Les directions syndicales iront-elles jusqu’au bout ?

Mis en ligne le 18 octobre 2010 Convergences Politique

Après le 24 juin 2010, lorsque l’intersyndicale avait annoncé une nouvelle journée d’action pour le 7 septembre, nombreux furent les militants – et pas seulement d’extrême-gauche – à se dire : « c’est fini » ! Il faut dire que la date choisie était tout à la fois éloignée de celle du 24 juin et très proche de la rentrée de septembre, ne laissant guère de temps pour préparer la mobilisation. Il faut dire encore que l’intersyndicale avait montré l’année précédente sa capacité à user un mouvement puissant en se réunissant… des jours après chaque manifestation pour appeler à une nouvelle journée des semaines plus tard – le comble ayant été atteint le 19 mars 2009 pour un appel à prolonger l’action… le premier mai !

Le 7 septembre dernier, la mobilisation a été au rendez-vous. L’intersyndicale se réunissait le lendemain et décidait d’une nouvelle journée de grève et manifestation pour le 23. Le 24, elle appelait à deux nouvelles journées : l’une le samedi 2 octobre, l’autre le mardi 12 octobre. Et, avant même cette journée, l’intersyndicale se réunissait le 8 octobre et annonçait une nouvelle journée de manifestations le samedi 16 et une nouvelle rencontre de l’intersyndicale le 14 qui a annoncé une nouvelle journée trois jours plus tard, le mardi 19.

Au succès de chaque journée, l’intersyndicale a répondu rapidement ; chaque appel a été mis en perspective avec les suites. De fait, la mobilisation n’a cessé de s’élargir, de gagner dans l’opinion, et même de s’élargir avec des grèves reconductibles à la SNCF, l’entrée des lycéens dans la rue ou le blocage des raffineries. Même les querelles sur le nombre des manifestants sont significatives de la volonté des syndicats de présenter un mouvement qui va s’amplifiant. Rappelons tout de même que ce n’est pas toujours le cas : tous les participants à la grande manifestation nationale du 25 mai 2003 contre la loi Fillon sur les retraites se souviennent que le nombre de manifestants était passé, dans les déclarations de la CGT, en une demi-journée, de 1 300 000 manifestants à 300 000… Minorer annonçait l’intention d’arrêter, ce que Thibault a fait quelques jours plus tard dans un meeting à Marseille.

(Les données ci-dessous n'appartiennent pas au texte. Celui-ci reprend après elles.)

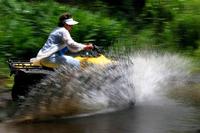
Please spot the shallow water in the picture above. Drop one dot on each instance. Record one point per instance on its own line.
(159, 107)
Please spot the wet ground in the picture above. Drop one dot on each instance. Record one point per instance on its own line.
(172, 115)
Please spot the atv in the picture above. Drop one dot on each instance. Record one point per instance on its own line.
(26, 74)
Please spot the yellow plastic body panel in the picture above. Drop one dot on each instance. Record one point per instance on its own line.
(100, 60)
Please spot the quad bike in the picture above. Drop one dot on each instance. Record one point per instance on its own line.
(27, 74)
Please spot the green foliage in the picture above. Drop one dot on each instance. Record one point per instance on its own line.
(25, 26)
(186, 31)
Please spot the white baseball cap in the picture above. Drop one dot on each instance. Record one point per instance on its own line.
(70, 21)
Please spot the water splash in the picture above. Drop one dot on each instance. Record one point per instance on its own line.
(154, 74)
(141, 77)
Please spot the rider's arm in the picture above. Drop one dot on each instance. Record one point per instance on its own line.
(71, 44)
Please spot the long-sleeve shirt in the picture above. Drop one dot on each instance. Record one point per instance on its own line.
(58, 39)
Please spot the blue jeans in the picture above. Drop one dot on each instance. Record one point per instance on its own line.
(56, 60)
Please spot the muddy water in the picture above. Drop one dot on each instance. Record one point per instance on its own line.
(167, 101)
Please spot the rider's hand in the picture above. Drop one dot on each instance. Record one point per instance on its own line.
(89, 46)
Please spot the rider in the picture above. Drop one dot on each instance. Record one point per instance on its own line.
(59, 42)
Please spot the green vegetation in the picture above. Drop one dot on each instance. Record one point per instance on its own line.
(169, 25)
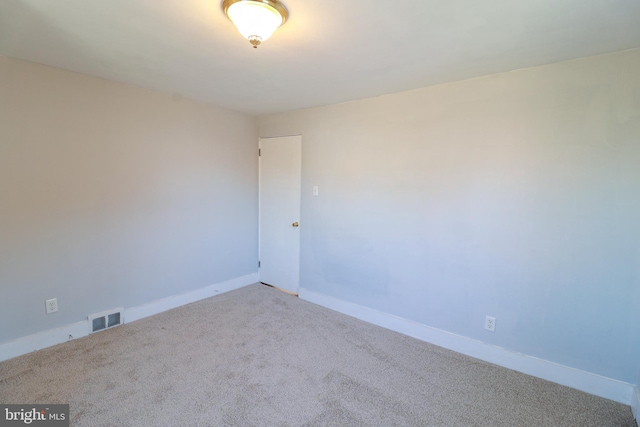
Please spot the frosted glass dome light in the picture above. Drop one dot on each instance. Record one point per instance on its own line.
(256, 20)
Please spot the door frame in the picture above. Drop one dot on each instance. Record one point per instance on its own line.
(260, 195)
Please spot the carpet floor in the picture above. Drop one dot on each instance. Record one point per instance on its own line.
(260, 357)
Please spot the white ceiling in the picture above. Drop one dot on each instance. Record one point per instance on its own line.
(329, 51)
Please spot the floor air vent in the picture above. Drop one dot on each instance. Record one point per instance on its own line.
(105, 320)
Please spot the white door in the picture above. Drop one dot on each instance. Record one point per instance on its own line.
(280, 173)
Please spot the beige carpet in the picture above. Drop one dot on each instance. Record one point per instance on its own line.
(259, 357)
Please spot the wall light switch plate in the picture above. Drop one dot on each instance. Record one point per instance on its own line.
(490, 323)
(51, 305)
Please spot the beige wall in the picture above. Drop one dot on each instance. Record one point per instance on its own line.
(114, 196)
(515, 195)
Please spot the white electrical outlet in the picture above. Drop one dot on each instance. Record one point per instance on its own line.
(52, 305)
(490, 323)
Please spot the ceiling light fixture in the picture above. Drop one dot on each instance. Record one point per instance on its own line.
(256, 19)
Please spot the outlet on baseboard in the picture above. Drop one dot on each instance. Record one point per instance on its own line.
(51, 305)
(490, 323)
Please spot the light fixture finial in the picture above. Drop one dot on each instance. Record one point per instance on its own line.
(256, 19)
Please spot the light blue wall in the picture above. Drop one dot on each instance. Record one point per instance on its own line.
(113, 196)
(515, 195)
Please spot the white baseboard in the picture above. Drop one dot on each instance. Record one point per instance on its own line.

Alors, pour qui n’a pas la foi du charbonnier et ne croit pas à une brusque rédemption des confédérations syndicales, il importe de se demander jusqu’où les syndicats sont prêts à aller et sur quoi ils sont susceptibles de se défausser par rapport aux aspirations qui s’expriment dans le monde du travail.

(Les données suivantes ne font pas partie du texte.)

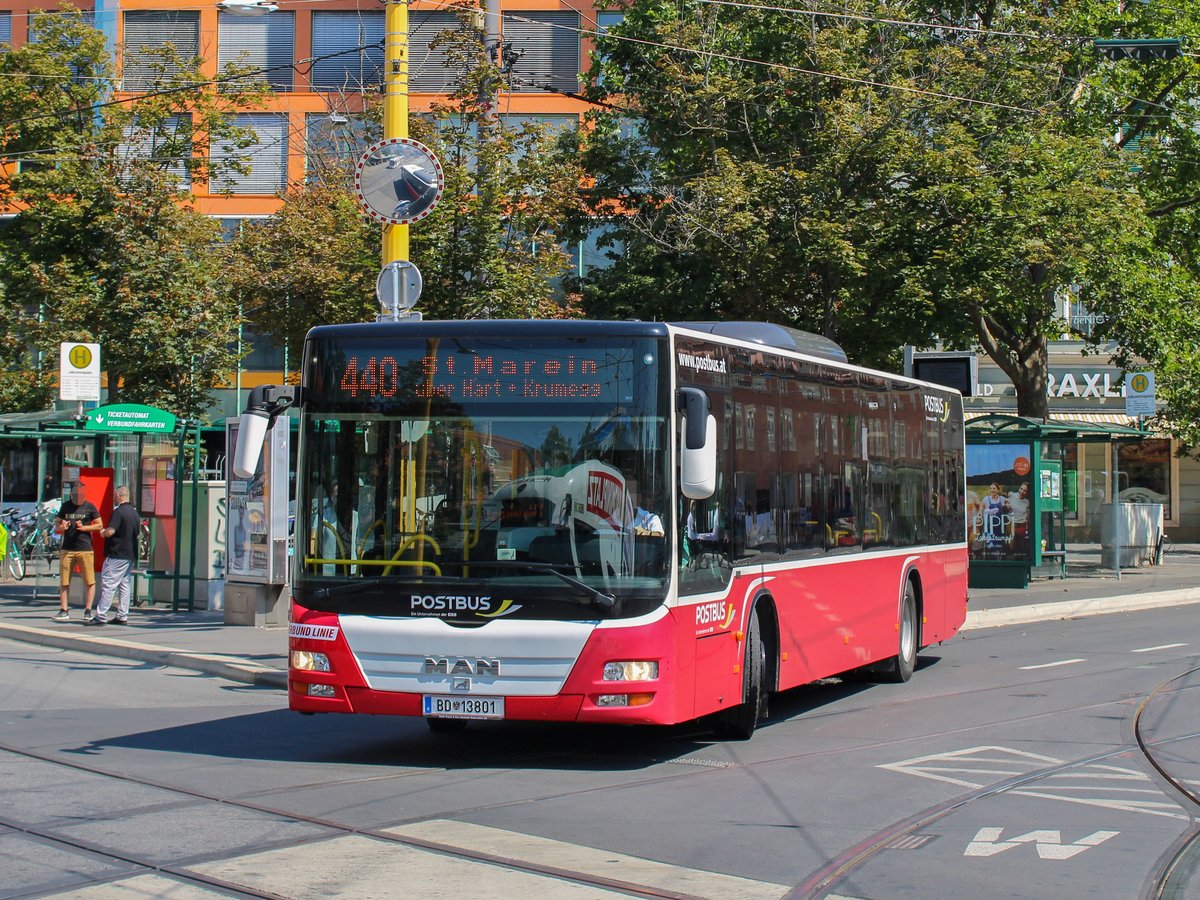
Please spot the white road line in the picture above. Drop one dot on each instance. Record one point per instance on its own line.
(1051, 665)
(562, 855)
(1161, 647)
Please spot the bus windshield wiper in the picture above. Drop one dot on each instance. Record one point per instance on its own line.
(598, 598)
(351, 587)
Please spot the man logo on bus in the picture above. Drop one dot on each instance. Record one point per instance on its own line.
(719, 611)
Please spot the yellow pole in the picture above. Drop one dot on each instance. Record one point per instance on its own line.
(395, 108)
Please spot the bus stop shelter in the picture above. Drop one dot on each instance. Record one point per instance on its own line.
(1018, 492)
(150, 450)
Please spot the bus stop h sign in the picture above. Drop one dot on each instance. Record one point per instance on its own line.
(399, 181)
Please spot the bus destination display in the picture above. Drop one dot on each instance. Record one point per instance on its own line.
(456, 377)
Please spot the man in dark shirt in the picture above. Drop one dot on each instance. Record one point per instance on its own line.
(76, 520)
(120, 551)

Les raisons des directions syndicales et des partis de gauche

Après avoir, un temps, laissé entendre qu’elle acceptait le passage à 62 ans de l’âge légal de départ à la retraite, Martine Aubry est revenue en arrière et a réaffirmé l’attachement du Parti Socialiste au maintien à 60 ans. Sans cependant revenir sur les mesures Balladur de 1993 et Fillon de 2003 allongeant la durée de cotisation d’une façon telle qu’il est impossible à un salarié de partir avec une retraite à taux plein à 60 ans !

Puis, à l’approche et au lendemain du 7 septembre, tous les dirigeants du PS ont affirmé que la gauche victorieuse en 2012 annulerait la réforme en cours… ce qui, en passant, était sous-entendre que la mobilisation qui commençait avait peu de chance de mettre le gouvernement en échec. Pourtant la gauche du PS – Benoît Hamon, Henri Emmanuelli – insistait sur la possibilité de faire reculer le gouvernement tout de suite. Même son de cloche au Parti Communiste. Et, surtout, les dirigeants syndicaux décidaient de poursuivre et tenter d’élargir la mobilisation.

Un échec du gouvernement sur la question des retraites nuirait plus au gouvernement qu’à la bourgeoisie. Sarkozy en sortirait affaibli et serait donc en mauvaise posture pour les élections de 2012. Et le maintien et la poursuite de l’allongement de la durée de cotisation suffisent largement à faire payer les salariés. Sans compter que le retour du PS ne garantit nullement contre le recul de l’âge de la retraite à 62 ans. Celui-ci n’est-il pas soutenu par le FMI… dirigé par un des principaux responsables du PS, Strauss-Kahn ? Les prises de positions du PS ne sont donc pas forcément dictées par les seules préoccupations des travailleurs.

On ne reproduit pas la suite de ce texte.